The next day the fisherman called Erik to him, and in the presence of Katrina, Otto, and Vanda, spoke to him as follows:
“Erik, the letter of Doctor Schwaryencrona was about you. He writes that you have given entire satisfaction to your teachers, and the doctor offers to pay all the expenses of your education, if you wish to continue your studies. But this letter also requires you to decide for yourself, whether you will accept this offer, or remain with us at Noroe, which we would like so much to have you do, as you no doubt know. But before you make up your mind, I must tell you a great secret, a secret that my wife and I would have preferred to keep to ourselves.”
At this moment Dame Katrina could not restrain her tears, and, sobbing, she took the hand of Erik and pressed it to her heart, as if protesting against the information which the young man was now to hear.
“This secret,” continued Mr. Hersebom, in a strangely altered voice, “is that you are our son only by adoption. I found you on the sea, my child, and brought you home when you were only eight or nine months old. God is my witness that we never intended to tell you this, and neither my wife nor myself have ever made the least difference between you, and Otto, and Vanda. But Doctor Schwaryencrona requires us to do so. Therefore, I wish you to read what he has written to me.”
Erik had suddenly become deadly pale. Otto and Vanda, surprised at what they had heard, both uttered a cry of astonishment. Then they put their arms around Erik, and clung closely to him, one on the right, and the other on the left.
Then Erik took the doctor’s letter, and without trying to conceal his emotion, he read what he had written to Mr. Hersebom.
The fisherman then told him all the facts about himself. He explained how Dr. Schwaryencrona had undertaken to try and discover the family to which he belonged; and, also, that he had been unsuccessful. How, that but for his advice and suggestions, they would never have thought of doing so. Then Dame Katrina arose, and going to the oaken chest, brought out the garments that the baby had worn, and showed him also the coral which had been fastened around his neck. The story was naturally so full of dramatic interest to the children, that they forgot for a time, at least, how sad it was. They looked with wonder at the lace, and velvet, the golden setting of the coral, and the inscription.
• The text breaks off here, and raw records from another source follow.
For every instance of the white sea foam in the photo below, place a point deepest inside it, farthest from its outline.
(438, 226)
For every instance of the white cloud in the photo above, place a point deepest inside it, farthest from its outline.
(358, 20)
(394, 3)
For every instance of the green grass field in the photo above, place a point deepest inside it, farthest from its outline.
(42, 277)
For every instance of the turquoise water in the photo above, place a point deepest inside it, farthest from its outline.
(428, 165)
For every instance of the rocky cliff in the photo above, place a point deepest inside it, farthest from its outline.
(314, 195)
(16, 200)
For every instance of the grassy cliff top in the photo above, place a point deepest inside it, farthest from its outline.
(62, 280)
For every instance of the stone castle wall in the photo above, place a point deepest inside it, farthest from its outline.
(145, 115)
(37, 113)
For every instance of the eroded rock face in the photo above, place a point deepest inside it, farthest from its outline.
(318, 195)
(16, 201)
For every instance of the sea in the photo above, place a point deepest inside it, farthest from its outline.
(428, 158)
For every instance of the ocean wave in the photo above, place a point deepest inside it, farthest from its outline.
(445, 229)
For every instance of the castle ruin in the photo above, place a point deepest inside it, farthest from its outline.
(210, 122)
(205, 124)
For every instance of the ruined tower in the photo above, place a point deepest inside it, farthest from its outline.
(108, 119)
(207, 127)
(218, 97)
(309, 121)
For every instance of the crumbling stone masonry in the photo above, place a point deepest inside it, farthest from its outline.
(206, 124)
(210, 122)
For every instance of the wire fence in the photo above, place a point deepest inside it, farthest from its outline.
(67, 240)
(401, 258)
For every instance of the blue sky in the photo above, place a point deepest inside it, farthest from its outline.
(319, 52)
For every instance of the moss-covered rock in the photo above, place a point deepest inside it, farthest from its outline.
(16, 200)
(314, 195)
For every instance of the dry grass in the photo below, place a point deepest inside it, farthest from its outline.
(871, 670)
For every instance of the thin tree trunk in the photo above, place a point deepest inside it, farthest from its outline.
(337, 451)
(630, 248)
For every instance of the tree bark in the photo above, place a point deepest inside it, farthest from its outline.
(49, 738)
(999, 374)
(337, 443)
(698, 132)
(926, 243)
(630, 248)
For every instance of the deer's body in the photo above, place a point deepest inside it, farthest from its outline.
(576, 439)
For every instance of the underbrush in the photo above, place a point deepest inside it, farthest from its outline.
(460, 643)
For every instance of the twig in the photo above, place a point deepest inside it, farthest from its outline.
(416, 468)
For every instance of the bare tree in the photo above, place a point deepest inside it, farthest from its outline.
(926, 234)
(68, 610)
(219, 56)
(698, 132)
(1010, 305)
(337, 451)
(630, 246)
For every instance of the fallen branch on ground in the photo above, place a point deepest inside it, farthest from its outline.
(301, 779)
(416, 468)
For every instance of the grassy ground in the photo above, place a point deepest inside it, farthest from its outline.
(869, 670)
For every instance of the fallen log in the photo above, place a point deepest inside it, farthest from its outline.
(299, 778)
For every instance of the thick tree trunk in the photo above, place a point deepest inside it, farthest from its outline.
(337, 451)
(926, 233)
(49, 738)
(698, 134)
It almost seemed to them as if they were taking part in some fairy tale. The impossibility of obtaining any information, as reported by the doctor, only made them regard these articles as almost sacred.
Erik looked at them as if he were in a dream, and his thoughts flew to the unknown mother, who, without doubt, had herself dressed him in these little garments, and more than once shook the coral before the eyes of the baby to make him smile. It seemed to him when he touched them as if he held direct communion with her through time and space.